Building Screens Before Building Components

It’s tempting to start with the homepage hero and work outward. But components built as a system are more consistent than components built screen-by-screen. Define your button, your card, your input — then build screens from those pieces.

Not Testing Edge Cases

AI-generated interfaces often look good in the happy path and break down in edge cases: long text in a card, empty states, error messages, mobile views. Build these early. The design system needs to handle them, and you’ll find gaps faster than you think.


Frequently Asked Questions

Does Claude Design have a built-in way to save a design system?

Not across sessions in a persistent way. Claude Design doesn’t maintain memory between separate conversations. You have to export your design system documentation — tokens, component specs, Taste skill file — and paste it into new sessions manually. Some teams keep this in a shared Notion document or a simple text file in their project folder.

Can I use a custom typeface in Claude Design?

You can specify any typeface you want and Claude will incorporate it into the generated code. The font will need to be available via a CDN (Google Fonts, Adobe Fonts) for it to actually render in the output. If you’re using a proprietary typeface, you’ll need to handle the font loading separately after export.

What’s the difference between a Taste skill and a style prompt?

A style prompt is a one-time instruction you write in a single session. A Taste skill is a document you maintain and reuse. The Taste skill builds up over time — you add things that worked, remove things that didn’t, and refine the language. A style prompt is ad hoc. A Taste skill is an asset. The difference between taste and conviction in AI work is worth understanding if you want to get better at this.

How does Skill UI differ from just describing a component in a prompt?

Describing a component in a prompt generates that component once. Skill UI is a reference system — you define the component, give it a name, and then every subsequent prompt can say “use the card component from the Skill UI library” instead of re-describing it. The distinction matters when you’re building more than a few screens. Without a Skill UI reference, components drift.

Should I use Claude Design or Claude Code for UI work?

Depends on where you are in the process. Claude Design is better for visual exploration, design system definition, and prototyping. Claude Code is better when you’re building toward production and need the code to be precise, maintainable, and integrated with a real backend. The comparison between Claude Design and Claude Code for UI covers this in more detail. The short answer: use Claude Design first, then Claude Code when you’re ready to build.

Can I use reference screenshots from competitor products?
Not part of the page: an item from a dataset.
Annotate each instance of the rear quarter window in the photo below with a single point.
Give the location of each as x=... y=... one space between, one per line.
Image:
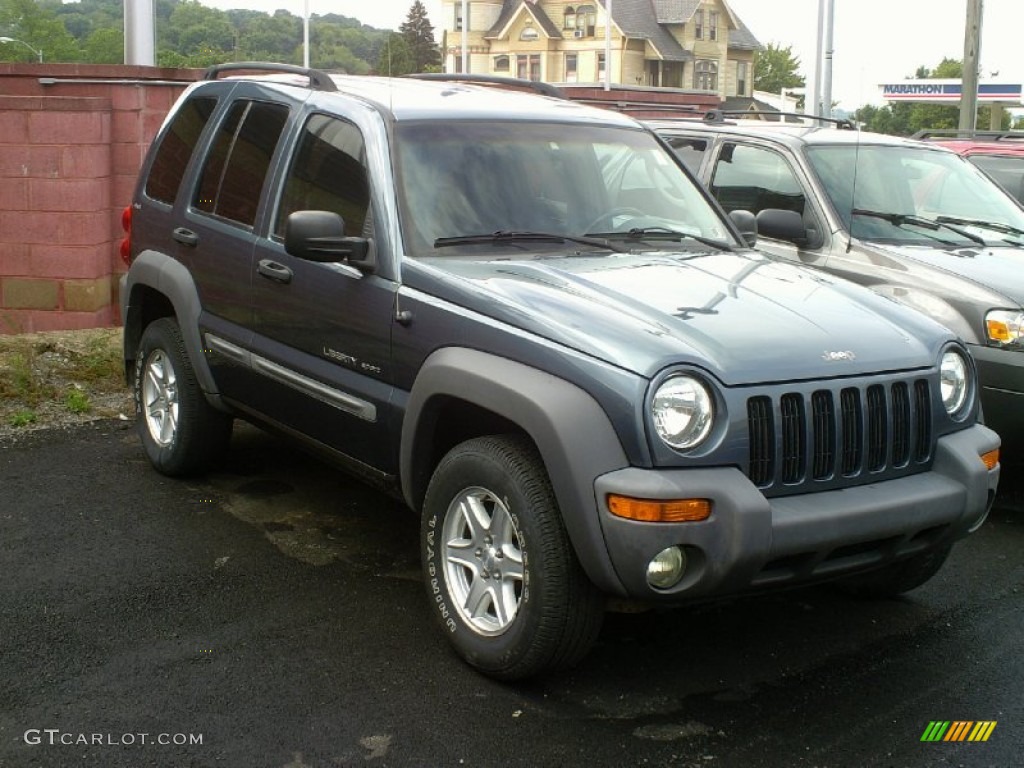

Technically yes, but be thoughtful. Using a competitor’s UI as direct reference risks your product looking like a derivative. Use competitor screenshots to identify what you want to avoid, not what you want to copy. For positive reference, look at products in adjacent categories that have strong design identity — the aesthetic principles transfer without the risk of convergence.


Key Takeaways

  • Claude Design defaults to a recognizable set of safe design choices. None are wrong, but none are distinctive.
  • Reference screenshots are your highest-leverage input. Use them before writing any text prompts.
  • Lock your design tokens first — colors, typography, spacing, radius — before building any screens.
  • A Taste skill is a reusable document that encodes your aesthetic preferences. Maintain it like code.
  • Explicit negative instructions (“avoid card-heavy layouts,” “don’t use Inter”) are as useful as positive direction.
  • Export and store your design system after every session. Claude has no cross-session memory.
  • For full-stack builds, Remy lets you carry your design decisions into a spec that drives the entire application — not just the UI layer.